Unfortunately some people erroneously conclude from this passage that there will be a “second chance” offer of salvation after we die.  However, the Greek word for “proclaim” was not the word that meant to evangelize or preach the gospel. It is a word that means to announce. Jesus did not offer a chance to be saved, He announced that salvation had been accomplished. This caused anguish to some but to those who had believed in the promise and were waiting for it to take place, it was a message of great joy because it meant the door of Heaven was now open.
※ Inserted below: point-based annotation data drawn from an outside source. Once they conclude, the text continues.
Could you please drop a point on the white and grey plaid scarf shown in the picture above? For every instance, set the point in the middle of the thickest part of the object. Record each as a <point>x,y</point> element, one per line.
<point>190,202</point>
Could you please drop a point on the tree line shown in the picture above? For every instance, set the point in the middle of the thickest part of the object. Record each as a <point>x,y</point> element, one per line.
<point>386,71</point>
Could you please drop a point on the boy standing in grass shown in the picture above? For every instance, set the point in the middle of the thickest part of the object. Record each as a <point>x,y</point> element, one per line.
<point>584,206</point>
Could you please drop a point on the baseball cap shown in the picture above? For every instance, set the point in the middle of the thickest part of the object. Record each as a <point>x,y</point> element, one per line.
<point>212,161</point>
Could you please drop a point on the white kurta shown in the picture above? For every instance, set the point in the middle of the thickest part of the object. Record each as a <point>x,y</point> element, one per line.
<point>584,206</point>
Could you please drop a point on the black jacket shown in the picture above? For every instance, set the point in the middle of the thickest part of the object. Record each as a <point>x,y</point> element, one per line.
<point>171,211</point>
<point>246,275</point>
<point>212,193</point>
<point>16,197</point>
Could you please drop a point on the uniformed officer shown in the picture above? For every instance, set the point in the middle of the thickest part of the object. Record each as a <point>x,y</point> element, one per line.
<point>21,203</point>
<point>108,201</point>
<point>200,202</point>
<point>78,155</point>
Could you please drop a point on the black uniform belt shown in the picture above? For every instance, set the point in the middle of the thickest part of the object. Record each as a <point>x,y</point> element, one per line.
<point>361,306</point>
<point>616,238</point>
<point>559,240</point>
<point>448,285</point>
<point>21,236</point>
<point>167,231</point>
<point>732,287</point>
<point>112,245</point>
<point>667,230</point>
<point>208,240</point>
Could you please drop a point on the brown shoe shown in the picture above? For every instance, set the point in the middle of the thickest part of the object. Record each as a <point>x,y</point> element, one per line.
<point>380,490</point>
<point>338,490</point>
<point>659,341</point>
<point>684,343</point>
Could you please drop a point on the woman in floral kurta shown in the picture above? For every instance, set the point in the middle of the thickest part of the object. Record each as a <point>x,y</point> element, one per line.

I realize this is all pretty bizarre and confusing. If you are like me, you wonder: “Why is Peter telling us this stuff?” Here’s what I think we need to see: the Victory that Christ gained on the cross was a victory that was cosmic. It affected not only you and me, but all of Creation. It may have seemed like an earthquake on the ocean floor but it created a tsunami that effected all of creation. The death and resurrection of Jesus were the decisive acts in defeating Satan and his armies. In Romans 8 Paul says,

20 For the creation was subjected to futility, not willingly, but because of him who subjected it, in hope 21 that the creation itself will be set free from its bondage to corruption and obtain the freedom of the glory of the children of God. 22 For we know that the whole creation has been groaning together in the pains of childbirth until now

The work of Christ has an effect much broader than its effect in your life and mine. He is the Savior of all that is created.

God’s Gracious Salvation

God waited patiently in the days of Noah while the ark was being built. In it only a few people, eight in all, were saved through water, 21 and this water symbolizes baptism that now saves you also—not the removal of dirt from the body but the pledge of a good conscience toward God. It saves you by the resurrection of Jesus Christ, (20-21)

Notice first, the patience of God. He waited patiently for Noah to finish building the Ark. God’s judgment is not impulsive. It is well thought out. While Noah was building the Ark he surely was inviting people to repent.

Peter says, “eight were saved through water, and this water symbolizes baptism that now saves you also”. Only eight people (Noah’s immediate family) were saved. How does this relate to baptism?

Some say it means we must be baptized in order to be forgiven and made new. In Acts 2:38 it does say, “repent and be baptized…for the forgiveness of your sins”. However, in at least five other places in the book of Acts repentance is mentioned as a prerequisite for salvation but baptism is not. Baptism is an outward declaration or demonstration of our trust in Christ. The water does not save us anymore than the water saved Noah. It was his faith in God’s promise that saved Noah and it is faith in Christ that saves us.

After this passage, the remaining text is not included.